Progress, huh? Did Schumer offer him five magic beans in exchange for a DREAM amnesty this time instead of the usual four?

All of America waits now and wonders whether the country can survive having 13 percent of the federal government cease functions for 28 hours or however long it’ll take for them to make a deal. And I say that knowing that, in its own small way, that sort of statement contributes to the GOP’s PR problem when shutdowns happen. When Democrats are running around screaming the PEOPLE WILL DIE if the federal Sarlacc stops consuming taxpayer money for 45 minutes and Republicans are saying, “Calm down, it’s a burp that’ll be resolved before you know it,” which side will be perceived as more reluctant to see a shutdown happen and therefore less blameworthy if it does?

Which brings me to this afternoon’s new WaPo poll.

A 48 percent plurality says Trump and congressional Republicans are mainly responsible for the situation resulting from disagreements over immigration laws and border security, while 28 percent fault Democrats. A sizable 18 percent volunteer that both parties are equally responsible. Political independents drive the lopsided margin of blame, saying by 46 to 25 percent margin that Republicans and Trump are responsible for the situation…

The Post-ABC poll finds Democrats are more united in blaming Republicans for the situation than vice versa. A 78 percent majority of Democrats say Trump and congressional Republicans are mainly responsible for the potential government shutdown, while a smaller 66 percent of Republicans blame Democrats in Congress. One in seven Republicans, 14 percent, say Trump and Republicans are to blame.

It’s the g-ddamned NeverTrumpers knifing the GOP again. Except me, I mean. The meeting between Schumer and Trump this afternoon was one on one, by the way, which seems like an awfully dangerous risk for White House border hawks like John Kelly and Stephen Miller to take. They know how vulnerable to persuasion Trump is, particularly on this issue. Schumer could have walked out of there having negotiated him down to three magic beans. Maybe they reasoned that, to the extent that it’s true that Trump will side with whoever the last person is to whisper in his ear, Kelly and Miller could always arrange to be that last person after Schumer left. Schumer might depart thinking he had a deal only to find out five minutes later — nope.
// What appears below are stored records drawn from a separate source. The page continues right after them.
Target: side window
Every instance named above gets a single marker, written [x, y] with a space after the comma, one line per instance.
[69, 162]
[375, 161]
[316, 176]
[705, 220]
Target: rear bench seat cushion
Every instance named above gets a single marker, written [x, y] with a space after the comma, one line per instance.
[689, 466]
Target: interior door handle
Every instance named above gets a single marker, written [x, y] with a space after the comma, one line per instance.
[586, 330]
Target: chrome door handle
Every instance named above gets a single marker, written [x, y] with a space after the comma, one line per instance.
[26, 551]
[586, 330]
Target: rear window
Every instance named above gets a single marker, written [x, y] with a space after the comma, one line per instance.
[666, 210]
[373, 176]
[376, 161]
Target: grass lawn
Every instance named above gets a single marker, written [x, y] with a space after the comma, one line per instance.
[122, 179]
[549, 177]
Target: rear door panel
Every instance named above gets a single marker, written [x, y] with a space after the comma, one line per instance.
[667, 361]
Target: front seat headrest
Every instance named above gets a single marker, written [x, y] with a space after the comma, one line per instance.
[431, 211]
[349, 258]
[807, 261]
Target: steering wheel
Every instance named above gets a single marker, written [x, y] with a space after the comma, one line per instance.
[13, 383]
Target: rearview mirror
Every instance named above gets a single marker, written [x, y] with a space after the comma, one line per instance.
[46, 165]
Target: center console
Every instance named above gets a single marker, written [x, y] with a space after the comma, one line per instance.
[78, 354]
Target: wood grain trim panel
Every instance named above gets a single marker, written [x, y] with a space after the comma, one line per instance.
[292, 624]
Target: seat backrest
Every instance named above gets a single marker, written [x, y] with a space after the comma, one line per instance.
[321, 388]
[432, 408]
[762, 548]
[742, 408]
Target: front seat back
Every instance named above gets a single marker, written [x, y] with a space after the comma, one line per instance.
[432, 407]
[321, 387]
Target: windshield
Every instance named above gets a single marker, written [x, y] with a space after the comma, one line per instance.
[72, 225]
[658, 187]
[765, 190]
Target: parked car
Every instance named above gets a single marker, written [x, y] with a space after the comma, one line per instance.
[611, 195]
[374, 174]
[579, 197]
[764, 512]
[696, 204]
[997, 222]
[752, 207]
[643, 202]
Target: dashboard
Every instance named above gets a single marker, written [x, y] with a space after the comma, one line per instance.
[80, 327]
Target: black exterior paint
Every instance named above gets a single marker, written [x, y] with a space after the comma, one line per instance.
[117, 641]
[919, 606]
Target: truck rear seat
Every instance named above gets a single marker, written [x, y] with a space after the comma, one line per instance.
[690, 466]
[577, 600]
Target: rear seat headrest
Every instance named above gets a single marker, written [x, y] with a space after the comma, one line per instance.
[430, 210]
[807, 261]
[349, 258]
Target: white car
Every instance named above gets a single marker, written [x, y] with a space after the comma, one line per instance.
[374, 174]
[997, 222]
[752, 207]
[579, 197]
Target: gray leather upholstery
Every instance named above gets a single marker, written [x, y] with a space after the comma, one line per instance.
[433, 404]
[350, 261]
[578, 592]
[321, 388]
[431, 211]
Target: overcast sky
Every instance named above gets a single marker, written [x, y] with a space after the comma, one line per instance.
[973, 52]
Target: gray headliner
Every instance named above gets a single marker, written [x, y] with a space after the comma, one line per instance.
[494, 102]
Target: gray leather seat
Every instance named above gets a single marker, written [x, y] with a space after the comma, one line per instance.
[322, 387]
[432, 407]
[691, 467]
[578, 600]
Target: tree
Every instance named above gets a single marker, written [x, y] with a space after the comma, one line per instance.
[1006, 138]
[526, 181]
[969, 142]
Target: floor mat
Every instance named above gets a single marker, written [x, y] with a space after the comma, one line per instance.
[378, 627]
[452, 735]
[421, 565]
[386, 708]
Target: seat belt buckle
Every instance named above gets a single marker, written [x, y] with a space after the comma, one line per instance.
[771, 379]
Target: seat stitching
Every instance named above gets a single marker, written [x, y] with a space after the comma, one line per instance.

To Trump’s credit, though, it sounds like he drove enough of a hard bargain that Schumer left under no illusions that POTUS was prepared to roll over. Shutdown iceberg, dead ahead. While we wait for impact, here’s a fun subplot among all of the congressional knife-fighting this afternoon:

“All I can say is we’re not going to end family immigration for DACA,” [Lindsey] Graham said. “The Tom Cotton approach has no viability here. You know, he’s become sort of the Steve King of the Senate.”…

Later on Friday, Cotton responded to the South Carolina senator, telling a group of reporters on Capitol Hill that because Graham failed to win the Republican presidential primary in 2016, he is unqualified to lead the charge on immigration issues now.

“The difference between Steve King and Lindsey Graham is that Steve King can actually win an election in Iowa,” Cotton said. “Look, we had an election in 2016. Immigration was a major issue there and the American people and especially Republican primary voters made it clear that they wanted Donald Trump’s vision of immigration policy, not Lindsey Graham’s. He didn’t make it to the starting line and he didn’t even make it off the kiddie table in the debates.”

Out: Metaphorical brawls over immigration on the Senate floor. Coming soon: *Actual* brawls over immigration on the Senate floor. And not even between different parties!

Anyway, a brief shutdown probably won’t hurt Republicans much politically … unless it disrupts economic growth, in which case take cover. In lieu of an exit question, as further evidence of my claim this morning that Democrats are now wild-eyed fanatics on immigration, go read about the fartknocker who’s now attorney general of California threatening private employers with fines if they too eagerly assist the federal government with immigration raids. Anyone can be pro-amnesty, but the real bleeding edge of liberal activism is penalizing people for complying with federal laws that undercut the political preferences of bien-pensants.